Lying Down: For the lying down version, lie on the ground or bench. With the weights in your hand reach up to the sky whilst keeping your elbows slightly bent (not locked!). Bend your elbows and lower the weight so your elbows end at 90 degrees (elbows should be on either side of your head). Push back up into the starting position. Repeat 12-15 times.

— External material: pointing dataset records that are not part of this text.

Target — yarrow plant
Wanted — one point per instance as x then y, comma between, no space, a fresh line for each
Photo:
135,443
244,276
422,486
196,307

Standing Up: While standing up and holding the weight in each of your hands, reach for the sky with both hands. Keep your elbows slightly bent but still. Lower the weight down behind you until your elbows reach 90 degrees. Still keeping the elbows still, push the weight back up to the starting position. Repeat 12-15 times.
Crab Sit With Dip
Target areas: Back of arms
To do it:
Sit on the ground with your feet flat on the floor shoulder width apart. Put your hands behind you under your shoulders with your nails pointing forward. Now push your hands into the ground and extend your arms so your hips come as far off the ground as possible with locking your elbows. Lower yourself down and repeat 12-15 times.
Reverse Curls
Target areas: Front of arms (biceps) and forearms
To do it:
Take an overhand grip of your weights. Place your feet should width apart with your knees slightly bent. Start with your weights down by your sides with your palms facing backwards. Keep your elbows still and use your lower arms to lift both weights towards your shoulder. Lower the weight back down slowly and then repeat 12-15 times.
Shoulder Press
Target areas: Shoulders
To do it:
Working both your shoulders and triceps, the shoulder press is a basic but essential exercise for your routine. Standing upright, keeping your feet should width apart, hold a weight in each hand. Raise the weights to shoulder level while keeping elbows bent. With the palm of your hands facing forward, push the weight skywards and straight overhead. Lower the weight back down to your shoulder. Push back up and repeat 12-15 times.
Planks
Target areas: Abs!!!
We've included this exercise because improving your core stability will help you with your overall exercise routine. You may get some minor arm muscle activation when balancing yourself, but this one is mainly for toning that tummy!
To do it:
Lower yourself onto your knees. Put your forearms on the ground parallel with your body while bending your elbows 90 degrees. Toes pointing down, you lower body should be in a push up position. So to sum up your forearms and toes shoulder be the only parts in touch with the ground. Hold position for 30 seconds. Rest and repeat 10 times.
Conclusion
There you go, a full battery of exercises to give those arms a good workout.
Team this with some smart diet changes to go alongside your workouts and your arms will be looking great in no time at all!